LAM is the first approved oral antiviral agent for the treatment of chronic hepatitis B and has been therefore widely used as the first line therapeutic agent in the past decades. Despite the availability of other NAs carrying lower risk of drug resistance (such as ADV and ETV), LAM remains to be a popular anti-HBV agent in many parts of the world because of its low cost, excellent safety profile in long term use, and absence of oncogenic potential in animal studies. However, because of widespread use, an increasing number of LAM-resistant patients have emerged.
Currently, the most widely accepted strategy for rescue therapy is ADV add-on treatment . The de novo development of the cross-resistant mutant, rtA181T, was about 4% in a 4-year period of combination treatment with LAM plus ADV . Previous studies also suggested effective viral suppression in LAM-resistant patients by adopting ADV or ETV monotherapy. However, it was found that the risk of developing ADV or ETV drug resistance was high with this strategy . Recently, it was shown that tenofovir is superior to ADV in treating LAM-resistant patients with a better viral suppression and no detectable genotypic resistance [18, 19].
Despite the availability of rescue therapy, severe disease outcomes still occurred in a substantial percentage of patients. Previous studies indicated that successful viral suppression in ADV add-on therapy did not prevent HCC occurrence in patients with liver cirrhosis [22, 24]. This study demonstrated that age > 50 years, cirrhosis, BCP mutation, and the presence of the rtA181T mutation, prior to initiation of rescue therapy were significantly associated with severe liver consequences. Interestingly, neither the choice of rescue drugs nor the duration of antiviral drug use seemed to affect the clinical outcomes of these patients. In fact of the 21 patients receiving LAM monotherapy, only 1 developed HCC. It is possible that rescue therapy was not initiated in these patients because they had mild hepatitis despite development of drug resistance. Notably, two important variables, HBV-DNA level and pre-S internal deletion mutants, which were frequently identified as prognostic indicators in treatment-naïve patients were not found to be associated with clinical outcomes in LAM-resistant patients. It is likely that during rescue therapy in these patients, HBV replication was suppressed to a low level, resulting in reduction in the development of the pre-S internal deletion mutations. In this view, the pre-S internal deletion mutants are unlikely to play an important role in hepatocarcinogenesis in this subset of patients.

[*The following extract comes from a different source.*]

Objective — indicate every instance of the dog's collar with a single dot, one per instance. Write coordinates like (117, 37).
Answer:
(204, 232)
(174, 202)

The most striking finding in this study was that pre-existing rtA181T mutant in LAM-resistant patients was independently associated with severe liver consequences, especially occurrence of HCC. The rtA181T mutant has been shown to confer ADV-resistant [28–30]. In ADV add-on studies, it was found that rtA181T mutants could be either pre-existing in LAM-resistant patients or de novo-developed after ADV add-on therapy . Furthermore, because the reading frame of HBV polymerase overlaps with that of the S gene, some resistant mutations (such as rtA181T) in the polymerase gene coexist with S gene mutations, including stop codon mutations . In some patients with rtA181T mutants, a concomitant sW172* mutation was observed in the overlapping S reading frame, resulting in truncation of the pre-S/S proteins . Several previous studies have reported the transactivation activities of a truncated pre-S2 mutant isolated from the chromosomal integrated HBV genome of hepatoma cells. Such mutants were capable of transactivating several promoters including those of oncogenic proteins . Transactivation activity occurred only when the premature stop codons are located within a region of the S gene, named "transactivity-on-region" . The premature stop codon of the S gene in the rtA181T/sW172* mutant was located near the border of the transactivity-on-region and its transactivating activity was recently confirmed [35, 36]. Additionally, owing to secretory defect and a dominant negative effect on wild-type HBV virion secretion, emergence of rtA181T/sW172* largely reduced the typical extent of virological breakthrough in serum, resulting in difficulty to recognize drug resistance . In this study, a hypersensitive ACRES method was used to detect small percentages of the rtA181T mutants. Of the 10 rtA181T-positive patients, the mutants constituted < 5%, 10-30% and > 90% of the viral population in 6, 2, and 2 patients, respectively. We speculated that despite a small percentage of the mutants was detected in the serum, a larger percentage could exist in the liver, owing to the secretory defect of the sW172* mutant. Presumably, intrahepatic accumulation of this mutant partially contributed to its oncogenic effect.
Finally, in our study, 23 patients had two unfavorable conditions: liver cirrhosis and older than 50 years of age. During the follow-ups, 5 of the 23 patients (21.7%) developed HCC and 7 of the 23 (30.4%) patients developed severe liver consequences. The present data indicated that in this special subgroup of patients, careful selection of antiviral agent and closely monitoring for viral mutants (including BCP and rtA181T mutations) are mandatory.